The discovery of the leaks there, a straight elevated piece of pipe within view of the company's operating base, prompted BP to announce that it would close down all of Prudhoe Bay's 400,000 barrels per day of production and replace 16 of the 22 miles of transit pipelines.

This week, BP has been scrambling to determine if it can keep some Prudhoe Bay oil flowing through its western transit line while it makes the repairs. That will depend on what is found by workers like White, who was flown to the site Monday. BP officials said they hoped to decide early next week. An order issued by the Transportation Department's Pipeline and Hazardous Materials Safety Administration gave BP the option of keeping open the western line, which previously carried half of Prudhoe Bay's output and is now running at 120,000 barrels a day.

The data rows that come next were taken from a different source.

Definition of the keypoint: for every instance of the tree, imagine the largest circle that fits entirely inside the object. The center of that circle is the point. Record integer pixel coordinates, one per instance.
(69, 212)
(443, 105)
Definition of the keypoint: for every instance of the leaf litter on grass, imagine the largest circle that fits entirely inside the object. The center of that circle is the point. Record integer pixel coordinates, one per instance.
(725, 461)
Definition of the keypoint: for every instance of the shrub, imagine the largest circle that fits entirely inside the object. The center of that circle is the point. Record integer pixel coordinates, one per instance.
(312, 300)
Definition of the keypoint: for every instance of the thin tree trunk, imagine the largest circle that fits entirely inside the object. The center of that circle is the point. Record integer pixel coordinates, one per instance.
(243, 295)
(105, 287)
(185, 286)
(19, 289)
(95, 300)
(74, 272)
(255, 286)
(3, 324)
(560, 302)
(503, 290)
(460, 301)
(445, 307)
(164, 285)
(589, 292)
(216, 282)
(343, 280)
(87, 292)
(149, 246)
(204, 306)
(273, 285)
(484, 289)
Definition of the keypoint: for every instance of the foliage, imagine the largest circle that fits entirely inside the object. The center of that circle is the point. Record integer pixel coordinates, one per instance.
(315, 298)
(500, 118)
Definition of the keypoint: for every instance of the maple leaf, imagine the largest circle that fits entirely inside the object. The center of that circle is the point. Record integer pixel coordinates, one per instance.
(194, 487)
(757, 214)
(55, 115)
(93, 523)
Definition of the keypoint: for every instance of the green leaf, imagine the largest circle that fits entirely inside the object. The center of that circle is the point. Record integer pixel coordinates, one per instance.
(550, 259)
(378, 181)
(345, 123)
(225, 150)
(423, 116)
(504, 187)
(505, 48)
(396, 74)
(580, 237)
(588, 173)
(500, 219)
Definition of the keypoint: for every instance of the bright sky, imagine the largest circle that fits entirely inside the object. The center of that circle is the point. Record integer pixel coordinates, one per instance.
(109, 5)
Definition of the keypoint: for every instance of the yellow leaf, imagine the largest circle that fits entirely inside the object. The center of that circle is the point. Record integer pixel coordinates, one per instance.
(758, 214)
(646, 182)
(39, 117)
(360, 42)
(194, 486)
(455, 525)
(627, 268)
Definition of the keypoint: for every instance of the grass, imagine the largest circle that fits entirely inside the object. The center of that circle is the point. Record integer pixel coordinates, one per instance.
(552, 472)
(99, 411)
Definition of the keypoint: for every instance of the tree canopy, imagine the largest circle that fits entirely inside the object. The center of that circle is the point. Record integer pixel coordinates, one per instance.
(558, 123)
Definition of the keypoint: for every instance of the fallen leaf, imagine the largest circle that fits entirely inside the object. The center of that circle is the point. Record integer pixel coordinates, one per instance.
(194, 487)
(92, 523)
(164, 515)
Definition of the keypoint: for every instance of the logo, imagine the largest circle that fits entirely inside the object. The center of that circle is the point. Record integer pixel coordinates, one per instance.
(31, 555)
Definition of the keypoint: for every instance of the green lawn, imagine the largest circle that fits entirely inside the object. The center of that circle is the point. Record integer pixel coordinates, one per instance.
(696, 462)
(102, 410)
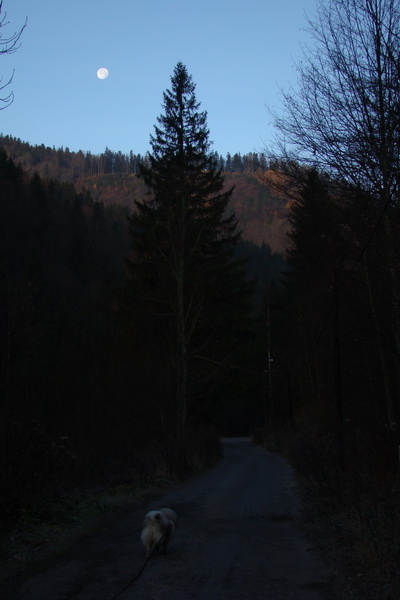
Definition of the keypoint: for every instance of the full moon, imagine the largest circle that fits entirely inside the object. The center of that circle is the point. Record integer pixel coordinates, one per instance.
(102, 73)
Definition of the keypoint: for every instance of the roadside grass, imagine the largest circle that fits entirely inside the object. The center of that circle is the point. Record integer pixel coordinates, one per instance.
(50, 531)
(53, 523)
(354, 505)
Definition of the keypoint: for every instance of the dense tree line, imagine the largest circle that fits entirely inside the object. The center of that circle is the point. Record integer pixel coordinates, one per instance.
(335, 331)
(67, 165)
(89, 392)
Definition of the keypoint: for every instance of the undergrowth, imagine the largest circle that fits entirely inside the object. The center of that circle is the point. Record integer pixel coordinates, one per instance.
(354, 495)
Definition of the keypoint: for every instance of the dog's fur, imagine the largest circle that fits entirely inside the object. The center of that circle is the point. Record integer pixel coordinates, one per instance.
(158, 529)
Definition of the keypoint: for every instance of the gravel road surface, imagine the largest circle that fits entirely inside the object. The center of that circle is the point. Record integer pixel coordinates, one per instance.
(240, 536)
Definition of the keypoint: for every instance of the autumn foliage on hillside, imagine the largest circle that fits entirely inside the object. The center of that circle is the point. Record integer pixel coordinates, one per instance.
(112, 178)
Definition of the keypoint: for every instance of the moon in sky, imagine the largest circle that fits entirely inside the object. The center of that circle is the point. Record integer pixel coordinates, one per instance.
(102, 73)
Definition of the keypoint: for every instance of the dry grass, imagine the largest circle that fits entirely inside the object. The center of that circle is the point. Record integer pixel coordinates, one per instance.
(356, 504)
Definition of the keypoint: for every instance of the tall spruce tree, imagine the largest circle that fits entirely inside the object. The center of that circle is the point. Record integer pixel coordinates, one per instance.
(182, 281)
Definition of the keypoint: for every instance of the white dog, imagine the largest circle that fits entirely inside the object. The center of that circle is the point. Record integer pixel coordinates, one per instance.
(158, 529)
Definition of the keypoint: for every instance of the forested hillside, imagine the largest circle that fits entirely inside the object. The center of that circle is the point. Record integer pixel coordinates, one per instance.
(79, 398)
(112, 178)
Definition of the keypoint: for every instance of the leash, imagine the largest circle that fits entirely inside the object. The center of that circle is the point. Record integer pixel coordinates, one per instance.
(141, 570)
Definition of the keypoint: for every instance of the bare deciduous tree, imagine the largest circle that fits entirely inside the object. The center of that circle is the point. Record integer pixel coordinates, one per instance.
(344, 118)
(8, 45)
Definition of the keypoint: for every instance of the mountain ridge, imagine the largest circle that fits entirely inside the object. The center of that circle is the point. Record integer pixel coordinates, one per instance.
(260, 209)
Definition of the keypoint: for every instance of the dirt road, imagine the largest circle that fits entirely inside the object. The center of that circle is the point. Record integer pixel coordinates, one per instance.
(240, 536)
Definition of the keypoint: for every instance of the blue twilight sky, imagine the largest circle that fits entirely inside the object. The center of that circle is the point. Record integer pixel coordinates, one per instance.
(239, 52)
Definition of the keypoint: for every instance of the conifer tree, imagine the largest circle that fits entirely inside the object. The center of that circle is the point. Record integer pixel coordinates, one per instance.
(181, 277)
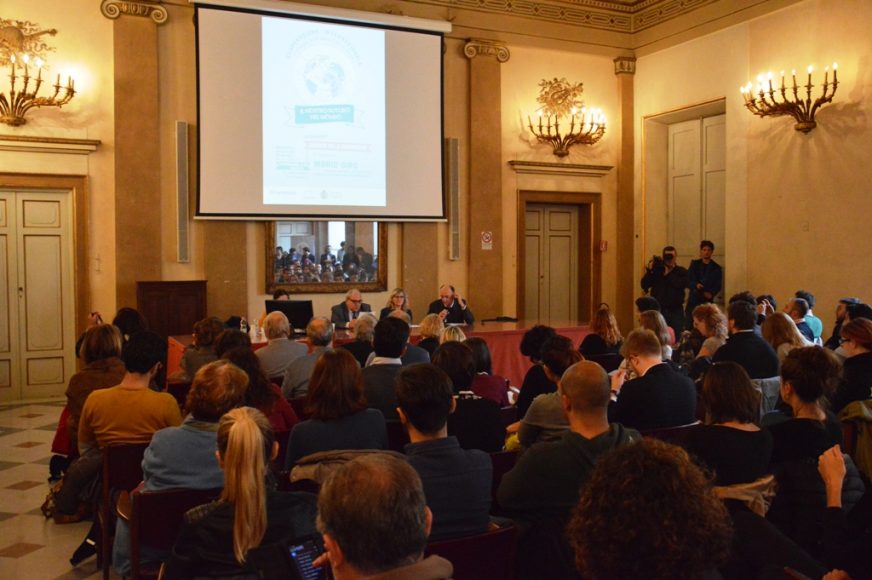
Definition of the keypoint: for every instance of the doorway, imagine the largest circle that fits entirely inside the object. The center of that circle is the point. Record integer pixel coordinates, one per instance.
(38, 283)
(558, 269)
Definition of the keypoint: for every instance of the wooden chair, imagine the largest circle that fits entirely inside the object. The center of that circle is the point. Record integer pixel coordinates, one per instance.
(503, 462)
(179, 391)
(487, 555)
(397, 436)
(675, 435)
(155, 518)
(122, 471)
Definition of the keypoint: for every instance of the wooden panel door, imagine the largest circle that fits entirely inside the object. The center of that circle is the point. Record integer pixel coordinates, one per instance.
(551, 263)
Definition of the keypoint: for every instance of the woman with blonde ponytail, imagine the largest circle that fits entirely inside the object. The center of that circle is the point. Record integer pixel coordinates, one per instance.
(244, 530)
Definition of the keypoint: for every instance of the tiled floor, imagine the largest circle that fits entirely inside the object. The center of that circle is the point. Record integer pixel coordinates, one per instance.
(32, 547)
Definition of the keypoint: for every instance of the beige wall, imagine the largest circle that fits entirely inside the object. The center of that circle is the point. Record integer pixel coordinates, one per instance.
(797, 204)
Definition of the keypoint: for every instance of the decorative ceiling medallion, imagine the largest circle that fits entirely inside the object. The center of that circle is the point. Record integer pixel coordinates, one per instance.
(115, 8)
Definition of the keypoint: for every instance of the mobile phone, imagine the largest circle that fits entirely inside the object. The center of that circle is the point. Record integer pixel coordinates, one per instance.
(302, 553)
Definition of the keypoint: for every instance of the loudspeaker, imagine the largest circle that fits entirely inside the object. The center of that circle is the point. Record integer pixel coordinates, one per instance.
(452, 191)
(183, 246)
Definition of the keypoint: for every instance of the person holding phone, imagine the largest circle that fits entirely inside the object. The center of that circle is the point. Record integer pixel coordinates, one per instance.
(451, 307)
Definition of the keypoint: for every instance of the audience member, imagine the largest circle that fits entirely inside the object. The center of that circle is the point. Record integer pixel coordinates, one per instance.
(101, 352)
(345, 315)
(262, 394)
(245, 532)
(536, 382)
(546, 420)
(184, 457)
(229, 339)
(781, 333)
(711, 323)
(450, 307)
(730, 444)
(361, 346)
(373, 515)
(476, 422)
(452, 334)
(338, 413)
(544, 486)
(704, 279)
(398, 300)
(605, 336)
(413, 354)
(389, 343)
(431, 329)
(666, 281)
(660, 397)
(649, 512)
(857, 382)
(797, 309)
(280, 350)
(841, 308)
(814, 323)
(744, 346)
(295, 384)
(202, 349)
(457, 482)
(485, 383)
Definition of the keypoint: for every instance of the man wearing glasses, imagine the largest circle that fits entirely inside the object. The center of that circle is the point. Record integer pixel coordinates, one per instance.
(345, 315)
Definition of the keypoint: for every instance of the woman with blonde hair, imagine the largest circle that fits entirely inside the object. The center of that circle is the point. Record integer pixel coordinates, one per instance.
(780, 331)
(452, 334)
(712, 324)
(398, 300)
(606, 336)
(239, 534)
(431, 329)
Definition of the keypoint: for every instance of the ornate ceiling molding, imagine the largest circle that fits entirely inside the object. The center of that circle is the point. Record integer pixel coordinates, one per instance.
(626, 16)
(479, 47)
(114, 9)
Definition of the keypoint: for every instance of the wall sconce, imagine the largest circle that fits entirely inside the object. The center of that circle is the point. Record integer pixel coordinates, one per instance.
(558, 99)
(786, 100)
(21, 48)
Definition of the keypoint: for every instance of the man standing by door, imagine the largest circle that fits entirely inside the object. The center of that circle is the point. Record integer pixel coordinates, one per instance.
(666, 281)
(705, 277)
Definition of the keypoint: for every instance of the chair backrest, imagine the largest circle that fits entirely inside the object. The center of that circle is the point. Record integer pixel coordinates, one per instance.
(487, 555)
(675, 435)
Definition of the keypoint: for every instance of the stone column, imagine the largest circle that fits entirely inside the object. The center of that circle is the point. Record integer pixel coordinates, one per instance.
(137, 144)
(485, 291)
(625, 69)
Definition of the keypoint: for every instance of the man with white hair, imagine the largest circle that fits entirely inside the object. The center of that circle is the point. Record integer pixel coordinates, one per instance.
(345, 315)
(280, 351)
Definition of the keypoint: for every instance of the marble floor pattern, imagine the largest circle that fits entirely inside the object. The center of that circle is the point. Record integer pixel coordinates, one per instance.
(32, 547)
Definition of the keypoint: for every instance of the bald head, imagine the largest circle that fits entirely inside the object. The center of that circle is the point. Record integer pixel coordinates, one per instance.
(587, 387)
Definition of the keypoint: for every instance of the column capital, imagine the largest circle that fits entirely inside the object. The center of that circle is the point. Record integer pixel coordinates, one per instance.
(625, 65)
(114, 9)
(479, 47)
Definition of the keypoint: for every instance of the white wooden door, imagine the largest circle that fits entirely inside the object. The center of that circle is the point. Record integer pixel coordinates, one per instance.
(37, 332)
(551, 263)
(697, 177)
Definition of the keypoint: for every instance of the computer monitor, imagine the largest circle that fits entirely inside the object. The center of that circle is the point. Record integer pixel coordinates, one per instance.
(299, 312)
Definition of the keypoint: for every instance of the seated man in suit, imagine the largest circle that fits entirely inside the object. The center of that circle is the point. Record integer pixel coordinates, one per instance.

Keeping some of the oil flowing would be desirable: With oil prices at about $75 per barrel, BP and its partners Conoco Phillips and Exxon Mobil Corp. are losing a lot of money. BP has had to buy 4.5 million barrels of crude oil in spot markets to cover its refinery needs. The production loss has also rattled anxious oil markets, bringing attention to BP's maintenance lapse.

Political pressures are building, too. The state of Alaska could lose $6.2 million a day, or more than 80 percent of its revenue. Standing here Thursday in a parking lot with metal warehouses, telephone lines and dusty dirt roads in the background, Gov. Frank H. Murkowski (R), who is generally an ally of the oil industry, called the site "the best oil field in the world." But the governor, who is fighting an uphill bid for reelection and who has suspended state hiring, added, "We're going to hold BP accountable." In Washington, House Energy and Commerce Committee Chairman Joe Barton (R-Tex.) released a letter to BP chief executive John Browne saying, "this latest incident once again calls into question BP's commitment to safety, reliability, and responsible stewardship of America's energy resources."

Whether BP will feel confident in keeping even part of its western transit line open is uncertain. It cannot get equipment needed to run a smart pig through the line until late November.

Until Sunday, BP had told regulators that using exterior ultrasonic devices to examine the spots where corrosion was most likely to occur -- dips and dead legs -- was a good enough method of assuring the pipeline's integrity. But the broader smart pig results it received a week ago on its eastern line "shattered that confidence," said Kemp Copeland, BP's Greater Prudhoe Bay field manager. "In hindsight, we weren't looking in the right spots."